In this section we will give a short summary of design hints that one should apply when creating new data specifications.
The following steps may give a suitable start:
An annoying but important point in machine learning concerns the treatment
of missing values, i.e. value tags that indicate that some value could
not be observed or is even meaningless in a certain context. An often
used approach applied in traditional techniques is to explicitly encode
(“hardwire”) strategies for handling missing values in the learning
algorithm. Given more expressive representations it seems necessary to
ask whether this is still required or even advisable: more declarative
ways of specifying (handling of) missing values may be possible.
Lets consider the following definition:
t = A | B
If this variable could have missing values, then users of machine learning systems often extend this definition as follows:
t = A | B | Missing
This, however, may cause not necessarily expected results. Assume that
some dataset that uses t as result variable contains ten As, nine
Bs and eleven missing values. Then an algorithm taking the most frequent
value would predict Missing. But since the opposite of a missing
value is an available value, we would actually have to predict that
there will indeed be an observation. This case happens more frequently,
because it encompasses both the observations of As and Bs.

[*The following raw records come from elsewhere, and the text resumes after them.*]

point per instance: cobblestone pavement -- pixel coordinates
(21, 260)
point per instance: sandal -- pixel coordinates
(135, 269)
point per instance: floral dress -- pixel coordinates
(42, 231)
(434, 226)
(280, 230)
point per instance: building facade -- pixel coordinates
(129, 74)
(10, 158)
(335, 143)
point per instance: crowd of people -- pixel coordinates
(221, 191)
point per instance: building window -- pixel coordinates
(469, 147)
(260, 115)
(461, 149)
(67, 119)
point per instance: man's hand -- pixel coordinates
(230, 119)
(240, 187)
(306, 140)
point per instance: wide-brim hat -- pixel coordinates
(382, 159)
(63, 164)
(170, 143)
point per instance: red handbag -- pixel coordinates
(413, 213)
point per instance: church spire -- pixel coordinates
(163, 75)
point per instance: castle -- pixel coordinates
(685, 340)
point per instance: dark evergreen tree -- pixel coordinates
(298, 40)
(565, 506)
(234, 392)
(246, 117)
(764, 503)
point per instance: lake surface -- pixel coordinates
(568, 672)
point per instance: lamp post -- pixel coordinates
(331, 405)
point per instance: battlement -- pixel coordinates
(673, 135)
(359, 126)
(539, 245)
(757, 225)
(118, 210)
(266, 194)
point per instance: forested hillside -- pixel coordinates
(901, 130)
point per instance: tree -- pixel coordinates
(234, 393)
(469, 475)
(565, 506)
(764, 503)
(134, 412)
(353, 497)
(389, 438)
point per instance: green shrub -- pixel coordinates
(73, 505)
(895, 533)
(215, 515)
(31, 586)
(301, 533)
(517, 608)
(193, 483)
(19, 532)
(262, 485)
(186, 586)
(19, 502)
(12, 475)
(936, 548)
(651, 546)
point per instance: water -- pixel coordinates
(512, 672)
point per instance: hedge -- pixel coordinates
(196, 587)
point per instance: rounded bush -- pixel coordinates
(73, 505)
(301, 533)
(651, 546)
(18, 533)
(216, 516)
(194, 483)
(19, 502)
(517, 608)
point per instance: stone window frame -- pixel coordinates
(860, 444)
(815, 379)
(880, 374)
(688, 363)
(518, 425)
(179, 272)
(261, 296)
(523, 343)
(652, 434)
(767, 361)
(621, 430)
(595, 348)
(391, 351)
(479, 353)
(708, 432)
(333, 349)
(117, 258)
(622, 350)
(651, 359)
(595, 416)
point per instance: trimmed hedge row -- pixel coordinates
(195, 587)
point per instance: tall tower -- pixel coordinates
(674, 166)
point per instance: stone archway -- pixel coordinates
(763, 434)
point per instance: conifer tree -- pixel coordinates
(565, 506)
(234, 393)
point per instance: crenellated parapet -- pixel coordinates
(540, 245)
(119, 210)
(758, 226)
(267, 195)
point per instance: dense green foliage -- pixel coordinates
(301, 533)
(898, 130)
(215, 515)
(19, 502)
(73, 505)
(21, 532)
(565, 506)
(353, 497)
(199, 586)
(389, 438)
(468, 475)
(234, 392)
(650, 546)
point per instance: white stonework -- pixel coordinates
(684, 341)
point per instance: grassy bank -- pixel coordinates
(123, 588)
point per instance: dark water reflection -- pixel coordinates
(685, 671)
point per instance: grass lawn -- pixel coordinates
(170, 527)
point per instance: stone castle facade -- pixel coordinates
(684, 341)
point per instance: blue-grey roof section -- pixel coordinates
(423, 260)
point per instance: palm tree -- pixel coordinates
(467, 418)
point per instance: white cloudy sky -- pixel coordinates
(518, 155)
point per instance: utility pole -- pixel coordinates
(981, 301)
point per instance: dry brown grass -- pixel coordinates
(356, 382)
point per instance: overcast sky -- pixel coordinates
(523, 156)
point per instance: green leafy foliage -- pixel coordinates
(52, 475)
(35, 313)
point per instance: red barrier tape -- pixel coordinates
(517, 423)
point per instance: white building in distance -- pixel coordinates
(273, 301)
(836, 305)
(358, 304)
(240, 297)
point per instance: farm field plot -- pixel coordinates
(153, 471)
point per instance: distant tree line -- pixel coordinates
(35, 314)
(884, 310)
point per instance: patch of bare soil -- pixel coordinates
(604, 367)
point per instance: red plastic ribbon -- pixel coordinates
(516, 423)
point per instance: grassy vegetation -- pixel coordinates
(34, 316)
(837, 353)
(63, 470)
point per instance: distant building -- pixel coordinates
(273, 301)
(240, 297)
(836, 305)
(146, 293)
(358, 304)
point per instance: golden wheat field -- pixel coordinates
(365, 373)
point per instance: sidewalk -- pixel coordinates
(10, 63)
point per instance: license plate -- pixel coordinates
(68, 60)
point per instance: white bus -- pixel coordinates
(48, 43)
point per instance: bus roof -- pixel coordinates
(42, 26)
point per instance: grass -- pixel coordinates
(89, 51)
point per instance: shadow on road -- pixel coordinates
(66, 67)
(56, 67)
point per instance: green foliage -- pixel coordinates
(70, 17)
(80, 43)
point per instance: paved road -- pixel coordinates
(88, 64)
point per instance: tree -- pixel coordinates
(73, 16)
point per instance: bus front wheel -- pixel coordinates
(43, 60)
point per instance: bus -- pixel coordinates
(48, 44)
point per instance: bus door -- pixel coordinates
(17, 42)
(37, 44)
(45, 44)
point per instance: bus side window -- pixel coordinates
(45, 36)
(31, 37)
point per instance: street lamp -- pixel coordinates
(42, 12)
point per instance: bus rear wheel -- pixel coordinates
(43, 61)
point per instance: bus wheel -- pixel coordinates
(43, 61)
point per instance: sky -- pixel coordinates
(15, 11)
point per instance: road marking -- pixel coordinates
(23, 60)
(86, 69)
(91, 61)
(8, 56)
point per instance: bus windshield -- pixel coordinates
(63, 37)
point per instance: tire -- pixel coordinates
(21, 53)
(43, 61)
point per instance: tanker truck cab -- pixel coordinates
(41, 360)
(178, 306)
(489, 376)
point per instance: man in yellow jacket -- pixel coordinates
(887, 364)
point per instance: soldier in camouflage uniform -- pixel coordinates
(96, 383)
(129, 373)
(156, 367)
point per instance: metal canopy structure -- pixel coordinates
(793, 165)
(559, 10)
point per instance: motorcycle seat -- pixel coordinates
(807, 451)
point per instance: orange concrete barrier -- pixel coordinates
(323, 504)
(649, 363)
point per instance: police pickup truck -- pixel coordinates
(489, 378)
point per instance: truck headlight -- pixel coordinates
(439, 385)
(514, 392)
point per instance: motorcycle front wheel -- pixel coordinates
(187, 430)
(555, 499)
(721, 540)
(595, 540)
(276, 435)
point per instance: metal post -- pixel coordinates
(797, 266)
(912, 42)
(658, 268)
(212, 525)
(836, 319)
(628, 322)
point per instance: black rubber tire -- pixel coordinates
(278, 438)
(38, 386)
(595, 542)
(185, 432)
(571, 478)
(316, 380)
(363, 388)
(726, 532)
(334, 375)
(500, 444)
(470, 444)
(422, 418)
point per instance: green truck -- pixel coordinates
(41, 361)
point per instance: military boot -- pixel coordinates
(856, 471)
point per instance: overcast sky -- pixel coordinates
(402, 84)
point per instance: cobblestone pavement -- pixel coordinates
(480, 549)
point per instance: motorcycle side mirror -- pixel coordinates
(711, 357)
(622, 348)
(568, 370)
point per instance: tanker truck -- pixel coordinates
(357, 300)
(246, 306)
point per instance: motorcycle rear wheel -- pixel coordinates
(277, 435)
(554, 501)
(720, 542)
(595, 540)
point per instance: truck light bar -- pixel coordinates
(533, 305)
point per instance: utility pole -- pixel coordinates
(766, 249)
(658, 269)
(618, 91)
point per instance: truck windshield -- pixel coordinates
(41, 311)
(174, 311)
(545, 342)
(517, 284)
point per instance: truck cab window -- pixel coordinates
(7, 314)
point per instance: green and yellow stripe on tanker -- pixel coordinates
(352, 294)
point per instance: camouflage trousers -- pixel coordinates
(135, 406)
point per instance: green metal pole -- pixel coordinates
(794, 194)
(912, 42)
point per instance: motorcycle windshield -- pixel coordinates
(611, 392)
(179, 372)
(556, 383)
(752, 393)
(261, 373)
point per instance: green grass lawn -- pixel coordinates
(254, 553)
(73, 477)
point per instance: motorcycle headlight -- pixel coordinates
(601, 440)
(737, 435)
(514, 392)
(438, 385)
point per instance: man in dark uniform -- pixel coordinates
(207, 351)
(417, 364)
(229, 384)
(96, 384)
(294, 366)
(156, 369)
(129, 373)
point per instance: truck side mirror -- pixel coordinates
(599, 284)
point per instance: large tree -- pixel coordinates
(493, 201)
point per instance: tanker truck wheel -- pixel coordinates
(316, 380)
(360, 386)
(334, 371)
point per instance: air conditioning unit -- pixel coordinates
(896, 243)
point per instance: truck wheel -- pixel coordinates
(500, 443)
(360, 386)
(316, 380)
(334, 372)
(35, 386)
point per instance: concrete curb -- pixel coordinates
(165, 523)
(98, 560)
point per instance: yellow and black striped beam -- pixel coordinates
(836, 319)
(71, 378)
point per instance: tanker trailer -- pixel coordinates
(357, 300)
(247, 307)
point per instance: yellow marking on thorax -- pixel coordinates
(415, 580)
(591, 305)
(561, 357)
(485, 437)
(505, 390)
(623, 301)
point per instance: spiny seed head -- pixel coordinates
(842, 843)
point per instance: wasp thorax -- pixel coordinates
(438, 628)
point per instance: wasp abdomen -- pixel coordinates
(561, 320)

Therefore, it may be more suitable to choose the following definition:
t = Observed value | Missing value = A | B
This advises the learning algorithm to treat observed values separately from missing ones. We can even specify structures that explain in more detail how to interpret missing values. For example:
t = Relevant observable_value | Irrelevant observable_value = Observed value | Missing value = A | B
This allows more precise specification of why some value is actually missing: because it may be irrelevant8 or because it could not be observed for some reason, etc. In all these cases the result may indeed be a consequence of the input data, which is why prediction of missing values does indeed make sense. E.g., some value may have been unobservable, because of other (observable) conditions that make collecting data very difficult.